Many Green Partty members are in shock at recent events on Brighton town council, reports Simon Hardy
MANY SUPPORTERS of the Green Party were shocked and angered when Green councillors proposed and voted for a cuts budget on Brighton council. Brighton is the only place in the country where Greens have a majority on the council, giving them a chance to propose a radical alternative to cuts.
But the Greens’ budget is far from radical. In order to generate more money to protect services, they proposed a two year 3.5 per cent increase in council tax. Even then, they would still envisage job cuts, though they would attempt to avoid compulsory redundancies. This still means fewer jobs for the unemployed to chase.

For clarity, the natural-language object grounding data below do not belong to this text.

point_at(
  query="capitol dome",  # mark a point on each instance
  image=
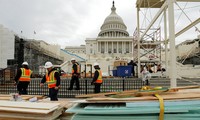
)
(113, 26)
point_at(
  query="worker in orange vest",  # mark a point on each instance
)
(75, 75)
(97, 79)
(52, 78)
(22, 78)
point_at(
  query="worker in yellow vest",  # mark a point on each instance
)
(52, 78)
(75, 75)
(97, 79)
(22, 78)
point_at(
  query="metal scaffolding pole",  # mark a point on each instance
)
(173, 73)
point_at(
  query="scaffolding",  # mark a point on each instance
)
(166, 9)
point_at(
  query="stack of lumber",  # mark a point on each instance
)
(24, 97)
(29, 110)
(170, 104)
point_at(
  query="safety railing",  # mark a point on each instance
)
(109, 85)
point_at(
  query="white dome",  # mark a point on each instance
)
(113, 25)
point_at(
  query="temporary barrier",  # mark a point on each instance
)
(124, 71)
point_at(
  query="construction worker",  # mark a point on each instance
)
(22, 78)
(146, 76)
(52, 78)
(97, 79)
(75, 75)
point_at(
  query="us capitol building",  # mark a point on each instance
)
(112, 43)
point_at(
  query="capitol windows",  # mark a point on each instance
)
(115, 50)
(120, 50)
(109, 51)
(91, 50)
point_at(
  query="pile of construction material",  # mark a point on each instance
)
(147, 104)
(30, 107)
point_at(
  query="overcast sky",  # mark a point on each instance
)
(70, 22)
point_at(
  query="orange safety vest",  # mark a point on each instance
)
(50, 79)
(78, 68)
(99, 79)
(26, 74)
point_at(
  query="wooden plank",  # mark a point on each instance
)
(24, 97)
(13, 115)
(29, 105)
(171, 96)
(104, 94)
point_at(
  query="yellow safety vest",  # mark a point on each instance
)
(26, 74)
(51, 80)
(78, 68)
(99, 79)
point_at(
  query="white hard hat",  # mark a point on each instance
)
(25, 63)
(48, 65)
(73, 59)
(96, 64)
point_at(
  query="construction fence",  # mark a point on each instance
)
(109, 85)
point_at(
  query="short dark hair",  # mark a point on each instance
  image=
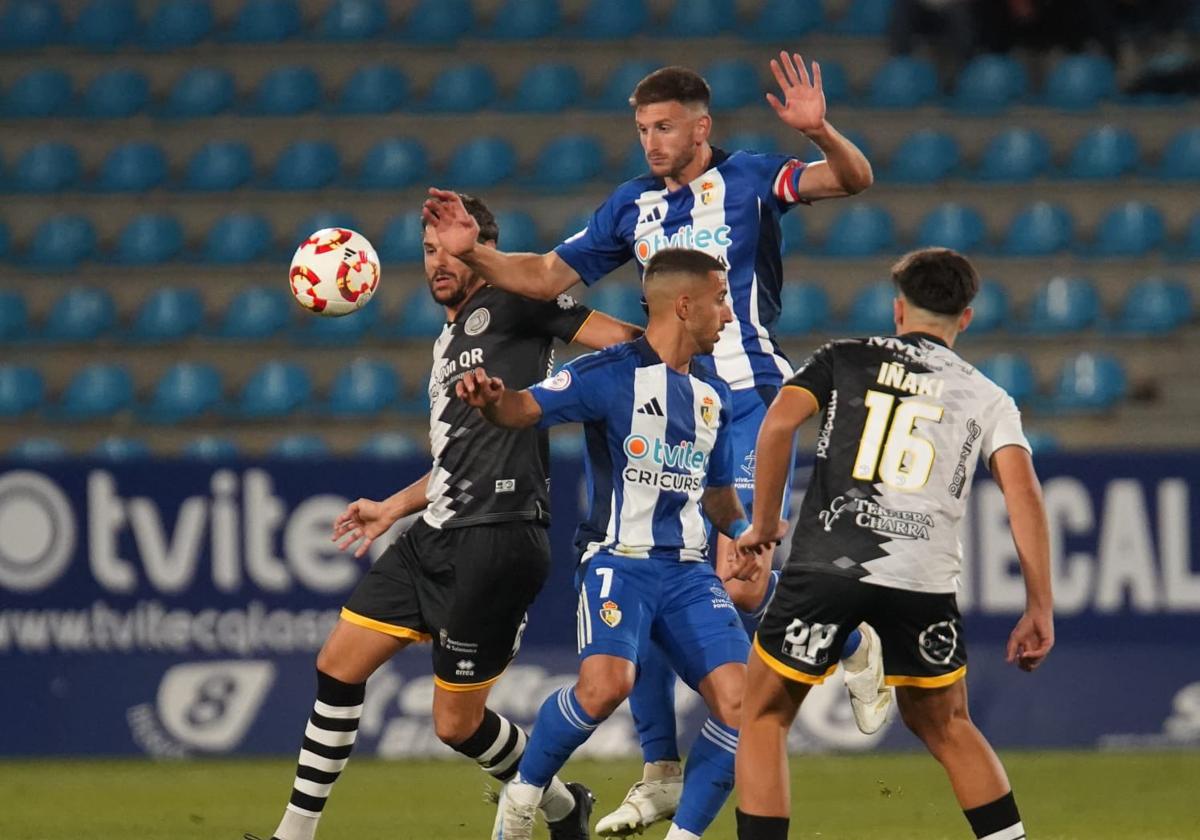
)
(672, 84)
(489, 231)
(936, 280)
(681, 261)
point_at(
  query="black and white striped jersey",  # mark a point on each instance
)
(483, 473)
(904, 421)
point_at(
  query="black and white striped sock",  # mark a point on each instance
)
(328, 741)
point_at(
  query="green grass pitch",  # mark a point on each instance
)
(1152, 796)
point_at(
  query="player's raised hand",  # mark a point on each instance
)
(478, 389)
(456, 229)
(803, 106)
(1031, 640)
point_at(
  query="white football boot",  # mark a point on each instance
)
(654, 798)
(863, 672)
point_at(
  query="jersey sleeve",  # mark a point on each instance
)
(598, 249)
(815, 376)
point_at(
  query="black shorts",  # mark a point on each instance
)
(813, 613)
(467, 589)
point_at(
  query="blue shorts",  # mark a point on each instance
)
(624, 603)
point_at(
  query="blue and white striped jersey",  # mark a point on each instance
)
(655, 439)
(732, 213)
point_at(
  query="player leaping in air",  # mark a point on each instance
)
(726, 204)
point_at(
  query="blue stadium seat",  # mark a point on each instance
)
(547, 88)
(903, 82)
(990, 84)
(387, 445)
(149, 239)
(47, 167)
(275, 389)
(81, 313)
(1039, 229)
(1131, 229)
(612, 19)
(299, 447)
(132, 167)
(1013, 372)
(363, 388)
(286, 91)
(306, 165)
(22, 390)
(1090, 382)
(520, 19)
(117, 94)
(481, 162)
(735, 83)
(210, 448)
(373, 89)
(952, 226)
(40, 93)
(785, 19)
(265, 22)
(352, 21)
(394, 163)
(61, 243)
(1063, 305)
(621, 83)
(201, 91)
(402, 238)
(96, 391)
(220, 166)
(178, 23)
(1080, 82)
(700, 18)
(861, 231)
(169, 313)
(873, 310)
(461, 89)
(237, 238)
(924, 156)
(256, 313)
(1181, 159)
(1015, 155)
(805, 309)
(438, 22)
(29, 24)
(569, 161)
(1104, 153)
(990, 307)
(105, 24)
(1156, 306)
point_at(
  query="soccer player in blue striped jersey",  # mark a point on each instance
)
(727, 204)
(659, 443)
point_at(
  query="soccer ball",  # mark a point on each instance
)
(334, 273)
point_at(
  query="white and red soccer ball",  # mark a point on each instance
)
(334, 273)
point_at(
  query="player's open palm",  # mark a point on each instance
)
(803, 105)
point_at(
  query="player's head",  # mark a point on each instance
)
(450, 280)
(688, 289)
(671, 113)
(934, 291)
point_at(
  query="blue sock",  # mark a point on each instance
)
(561, 729)
(852, 641)
(707, 777)
(652, 703)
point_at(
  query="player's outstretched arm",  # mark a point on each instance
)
(845, 169)
(498, 405)
(1033, 636)
(543, 276)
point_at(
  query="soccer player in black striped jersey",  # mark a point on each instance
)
(904, 420)
(463, 574)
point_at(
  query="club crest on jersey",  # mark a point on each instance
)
(610, 613)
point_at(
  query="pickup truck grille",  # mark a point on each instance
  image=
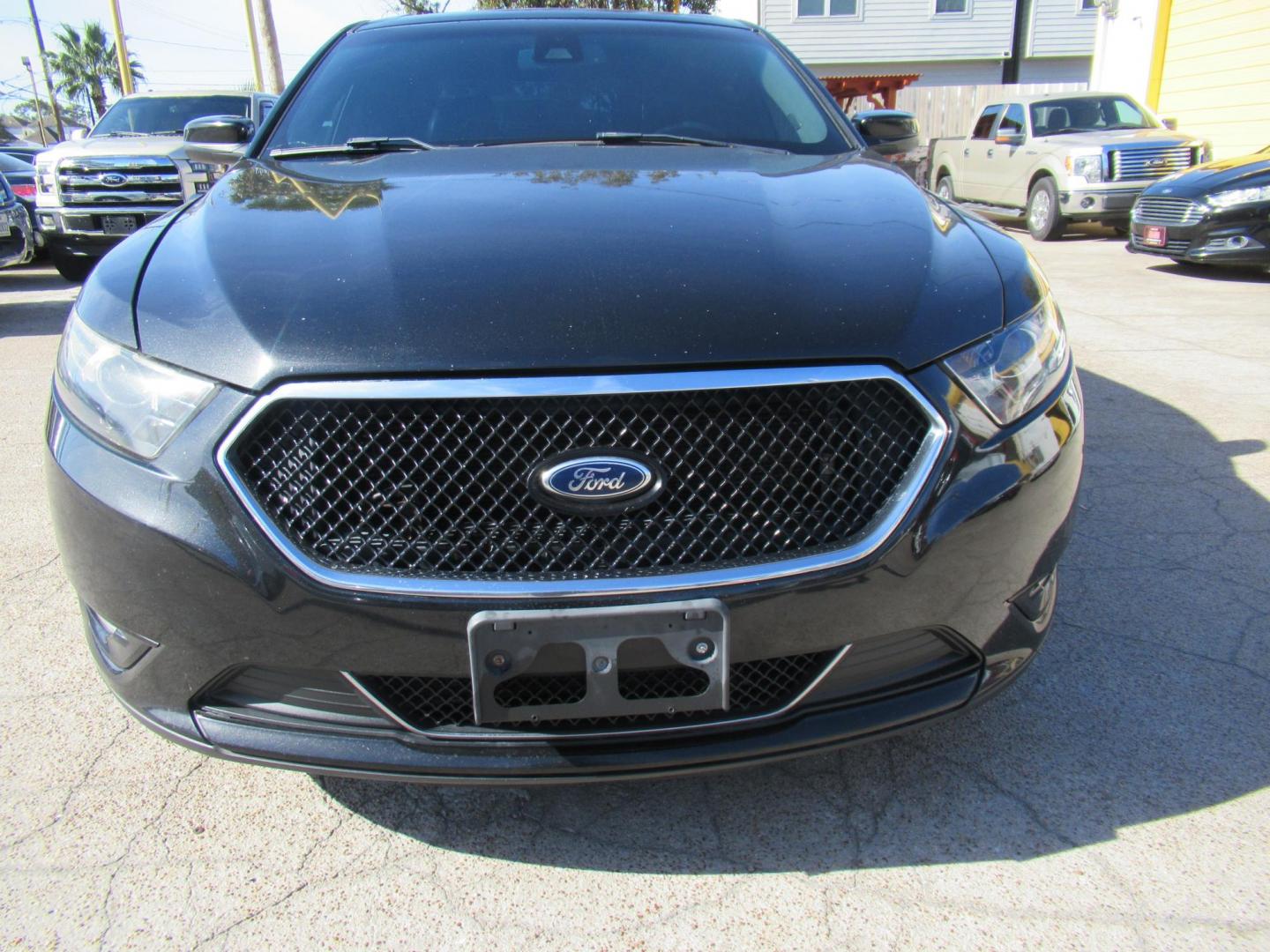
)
(123, 181)
(437, 487)
(1151, 163)
(1151, 210)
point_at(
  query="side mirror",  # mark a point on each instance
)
(888, 131)
(219, 140)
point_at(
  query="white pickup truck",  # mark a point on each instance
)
(1059, 158)
(93, 192)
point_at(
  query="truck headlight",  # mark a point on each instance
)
(1018, 367)
(127, 398)
(1086, 167)
(1238, 196)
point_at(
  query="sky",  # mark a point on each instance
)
(187, 45)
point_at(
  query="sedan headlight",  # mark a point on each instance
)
(1013, 369)
(1087, 167)
(124, 398)
(1240, 196)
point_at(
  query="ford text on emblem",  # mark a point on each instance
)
(594, 481)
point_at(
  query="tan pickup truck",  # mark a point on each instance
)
(1059, 158)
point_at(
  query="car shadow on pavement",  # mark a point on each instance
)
(1149, 701)
(31, 303)
(1238, 276)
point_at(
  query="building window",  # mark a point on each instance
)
(828, 8)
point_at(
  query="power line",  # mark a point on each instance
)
(201, 46)
(184, 20)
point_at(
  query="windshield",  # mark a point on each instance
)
(9, 164)
(465, 84)
(159, 115)
(1053, 117)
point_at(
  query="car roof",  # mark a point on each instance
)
(549, 14)
(1068, 94)
(183, 93)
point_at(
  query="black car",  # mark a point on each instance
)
(26, 153)
(22, 181)
(1215, 213)
(551, 397)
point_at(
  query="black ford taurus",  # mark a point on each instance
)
(554, 397)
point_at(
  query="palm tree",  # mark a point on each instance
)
(88, 63)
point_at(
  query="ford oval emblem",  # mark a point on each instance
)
(596, 481)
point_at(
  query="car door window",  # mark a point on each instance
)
(983, 127)
(1012, 122)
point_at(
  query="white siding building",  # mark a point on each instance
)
(944, 42)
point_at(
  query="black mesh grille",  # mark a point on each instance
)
(438, 487)
(755, 687)
(534, 689)
(661, 682)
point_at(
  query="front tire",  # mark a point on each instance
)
(72, 268)
(1045, 222)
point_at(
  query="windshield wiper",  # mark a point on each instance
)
(362, 145)
(663, 138)
(658, 138)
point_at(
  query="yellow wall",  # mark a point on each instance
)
(1215, 79)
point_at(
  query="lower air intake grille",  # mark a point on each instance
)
(756, 687)
(438, 487)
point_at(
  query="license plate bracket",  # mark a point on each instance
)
(504, 645)
(118, 224)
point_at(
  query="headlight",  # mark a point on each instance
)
(1087, 167)
(1240, 196)
(124, 398)
(1013, 369)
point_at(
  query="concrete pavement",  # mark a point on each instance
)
(1117, 798)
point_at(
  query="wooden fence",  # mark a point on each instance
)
(952, 111)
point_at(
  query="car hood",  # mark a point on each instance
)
(1246, 170)
(116, 145)
(546, 258)
(1117, 138)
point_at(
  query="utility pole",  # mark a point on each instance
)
(270, 37)
(40, 107)
(121, 48)
(43, 61)
(256, 48)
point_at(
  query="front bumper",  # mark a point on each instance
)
(80, 231)
(1105, 204)
(17, 244)
(1236, 236)
(165, 550)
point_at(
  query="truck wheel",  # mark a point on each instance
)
(71, 267)
(1044, 219)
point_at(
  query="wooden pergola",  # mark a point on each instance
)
(879, 92)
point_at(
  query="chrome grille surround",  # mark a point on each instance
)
(1136, 163)
(1161, 210)
(145, 181)
(882, 525)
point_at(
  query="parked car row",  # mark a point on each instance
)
(1054, 159)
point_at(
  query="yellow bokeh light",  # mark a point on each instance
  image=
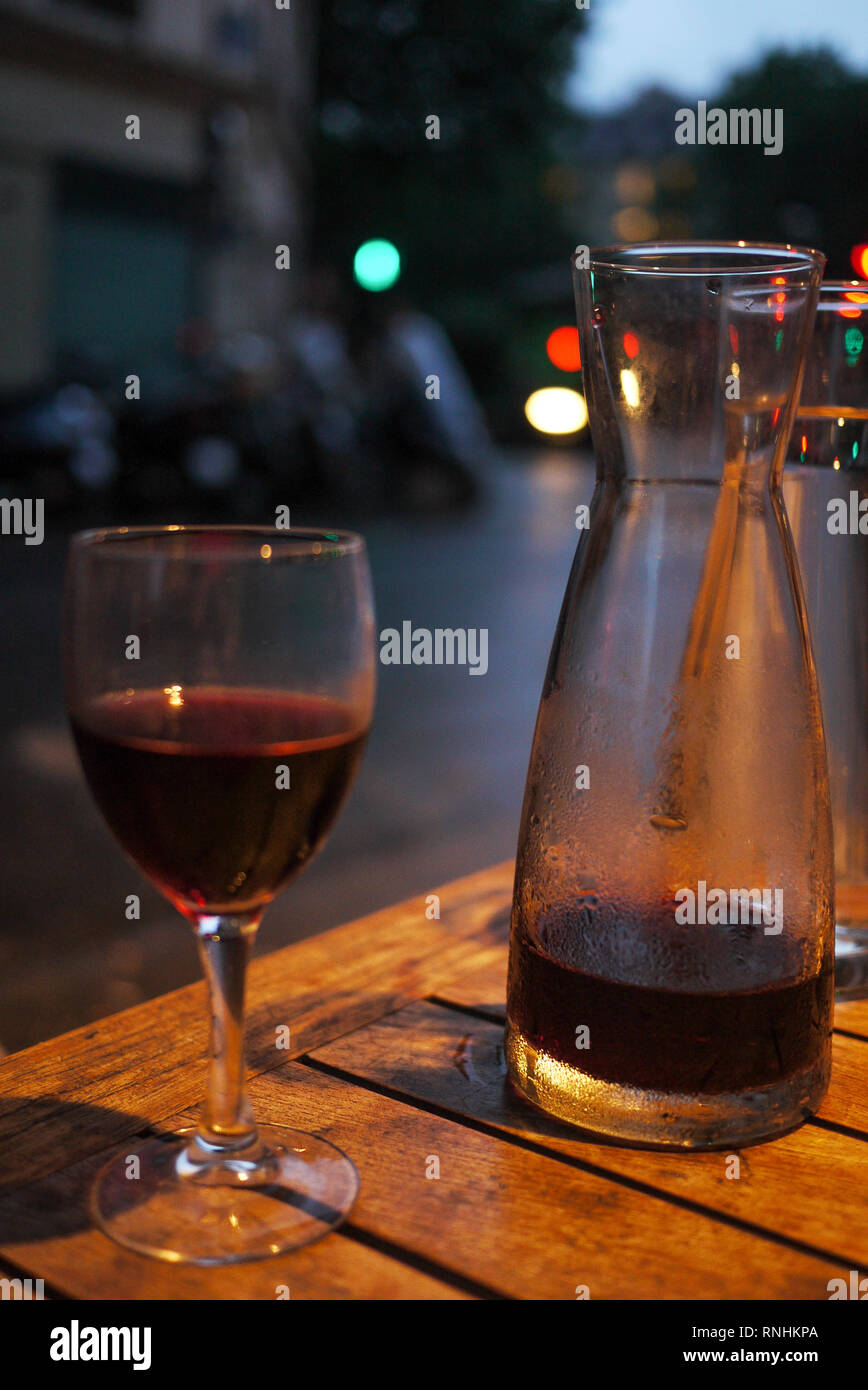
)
(557, 410)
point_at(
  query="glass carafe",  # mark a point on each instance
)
(825, 489)
(672, 934)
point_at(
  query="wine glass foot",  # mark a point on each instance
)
(142, 1201)
(852, 962)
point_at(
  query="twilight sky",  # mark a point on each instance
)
(693, 45)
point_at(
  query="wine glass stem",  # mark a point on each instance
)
(226, 1121)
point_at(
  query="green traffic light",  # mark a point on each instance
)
(377, 264)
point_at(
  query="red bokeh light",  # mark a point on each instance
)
(562, 348)
(858, 259)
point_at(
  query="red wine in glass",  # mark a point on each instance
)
(220, 685)
(220, 795)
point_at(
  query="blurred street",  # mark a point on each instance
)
(438, 794)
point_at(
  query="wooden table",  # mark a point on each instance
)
(397, 1055)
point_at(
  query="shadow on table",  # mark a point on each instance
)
(54, 1201)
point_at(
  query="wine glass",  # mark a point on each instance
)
(220, 684)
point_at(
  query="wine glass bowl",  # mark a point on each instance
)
(220, 685)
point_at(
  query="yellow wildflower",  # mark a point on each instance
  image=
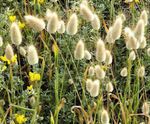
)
(40, 1)
(29, 87)
(34, 76)
(21, 25)
(12, 18)
(20, 119)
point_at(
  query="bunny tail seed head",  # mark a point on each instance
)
(94, 92)
(95, 22)
(132, 55)
(79, 50)
(124, 72)
(117, 29)
(87, 55)
(148, 51)
(72, 25)
(144, 16)
(91, 71)
(86, 12)
(1, 41)
(61, 27)
(100, 51)
(15, 34)
(48, 14)
(53, 23)
(139, 30)
(35, 23)
(143, 43)
(22, 51)
(9, 52)
(145, 108)
(109, 87)
(141, 71)
(108, 59)
(109, 38)
(89, 85)
(32, 55)
(100, 73)
(104, 117)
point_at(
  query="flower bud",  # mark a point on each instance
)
(72, 25)
(108, 59)
(141, 71)
(145, 108)
(32, 55)
(53, 23)
(109, 87)
(79, 50)
(91, 71)
(124, 72)
(89, 85)
(61, 27)
(87, 55)
(95, 88)
(132, 55)
(86, 12)
(15, 34)
(95, 22)
(100, 73)
(9, 52)
(104, 117)
(35, 23)
(100, 51)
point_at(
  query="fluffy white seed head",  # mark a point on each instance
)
(139, 30)
(144, 16)
(108, 59)
(145, 108)
(143, 43)
(15, 34)
(87, 55)
(95, 88)
(141, 71)
(79, 50)
(61, 27)
(48, 14)
(86, 12)
(22, 51)
(124, 72)
(132, 55)
(109, 87)
(89, 85)
(100, 51)
(36, 23)
(104, 117)
(1, 41)
(32, 55)
(91, 71)
(53, 23)
(132, 43)
(109, 38)
(72, 25)
(148, 51)
(117, 29)
(9, 52)
(95, 22)
(100, 73)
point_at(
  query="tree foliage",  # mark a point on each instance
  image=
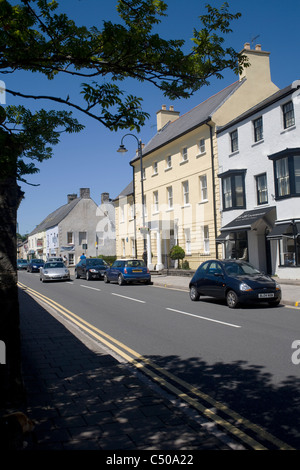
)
(36, 37)
(177, 253)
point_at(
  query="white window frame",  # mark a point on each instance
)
(186, 193)
(170, 197)
(184, 154)
(169, 162)
(155, 201)
(205, 237)
(203, 188)
(188, 246)
(201, 146)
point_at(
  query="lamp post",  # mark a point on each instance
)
(122, 149)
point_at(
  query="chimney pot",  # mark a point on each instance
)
(71, 197)
(85, 193)
(104, 198)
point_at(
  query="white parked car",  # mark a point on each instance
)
(54, 271)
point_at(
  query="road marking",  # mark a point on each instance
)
(140, 362)
(129, 298)
(204, 318)
(88, 287)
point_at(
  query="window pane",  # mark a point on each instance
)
(282, 174)
(234, 141)
(203, 188)
(258, 129)
(239, 191)
(227, 194)
(262, 191)
(288, 115)
(297, 173)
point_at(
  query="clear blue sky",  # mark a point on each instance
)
(90, 159)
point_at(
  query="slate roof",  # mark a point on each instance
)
(190, 120)
(263, 104)
(126, 191)
(55, 217)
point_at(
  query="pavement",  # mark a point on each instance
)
(82, 398)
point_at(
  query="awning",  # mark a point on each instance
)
(287, 229)
(245, 221)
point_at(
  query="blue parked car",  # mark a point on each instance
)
(124, 271)
(234, 280)
(34, 265)
(22, 263)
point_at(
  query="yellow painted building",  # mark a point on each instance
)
(180, 175)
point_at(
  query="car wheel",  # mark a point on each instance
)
(232, 299)
(194, 294)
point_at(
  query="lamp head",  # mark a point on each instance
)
(122, 149)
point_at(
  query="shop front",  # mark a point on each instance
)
(285, 245)
(245, 238)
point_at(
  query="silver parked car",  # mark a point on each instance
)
(54, 271)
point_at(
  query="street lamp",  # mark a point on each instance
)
(122, 149)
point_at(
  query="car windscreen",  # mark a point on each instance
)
(95, 262)
(136, 263)
(54, 264)
(240, 269)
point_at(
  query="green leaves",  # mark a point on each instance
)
(34, 37)
(31, 136)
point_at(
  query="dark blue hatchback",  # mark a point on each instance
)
(124, 271)
(234, 280)
(34, 265)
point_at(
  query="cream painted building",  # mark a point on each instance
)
(180, 174)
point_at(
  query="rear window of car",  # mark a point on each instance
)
(95, 262)
(135, 264)
(54, 264)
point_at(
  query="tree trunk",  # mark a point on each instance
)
(11, 384)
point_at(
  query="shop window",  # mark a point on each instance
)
(236, 247)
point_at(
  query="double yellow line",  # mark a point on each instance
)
(172, 383)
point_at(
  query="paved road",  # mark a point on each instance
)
(241, 358)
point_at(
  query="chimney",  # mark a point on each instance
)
(71, 197)
(259, 69)
(164, 115)
(85, 193)
(104, 198)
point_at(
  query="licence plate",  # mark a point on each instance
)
(265, 296)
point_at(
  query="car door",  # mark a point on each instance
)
(215, 280)
(113, 271)
(79, 268)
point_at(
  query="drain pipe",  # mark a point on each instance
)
(213, 183)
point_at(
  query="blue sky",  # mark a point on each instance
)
(90, 159)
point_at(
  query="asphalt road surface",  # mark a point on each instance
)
(238, 366)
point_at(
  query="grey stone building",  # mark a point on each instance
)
(79, 226)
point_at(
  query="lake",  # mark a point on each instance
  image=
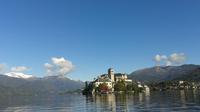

At the budget meeting on 23 February, Tories and Labour united to vote down the council tax increase. After their flagship policy was defeated, the Green’s slumped in behind the Labour’s cuts budget, which will slice £35 million from local services. In the entire council chamber only Alex Phillips from the Greens voted against the cuts. Phillips later made it clear on her blog she only opposed the budget because it froze the council tax.
Local Green MP, Caroline Lucas, spoke out against the vote, and the local unions tried to put pressure on Labour councillors to put forward a “no cuts” budget – but to no avail.
However even worse was to come. The motion to discuss the Brighton fiasco at the Greens’ national conference in February was understandably submitted late. This meant that a vote had to be taken on whether to suspend standing orders and allow time for the debate. But conference voted to not even discuss it after leading party members argued against having the debate on this strategic issue: what to do when in office.
Denied a chance to address the conference on this key issue, the socialist wing of the Greens, Green Left, has responded with increasing frustration. Some have resigned.
When Lucas spoke at the Occupy camp last autumn, she called for “a new kind of politics”. Sadly the Greens have failed to provide that. The one chance they had to prove they are a principled anticuts party has now been lost. What has been proven is that, once in power, they play the same game as the mainstream parties.
This is of a piece with European Greens, who have entered coalition governments. In France the Greens voted for cuts, in Germany they voted for the Afghan war and in Ireland for the bailout package. This is because the Greens are not a working class party, but defend private property and the profit system.
Socialists and progressives in the Green Party should reconsider their position and look to building an anticapitalist alternative embedded in the working class.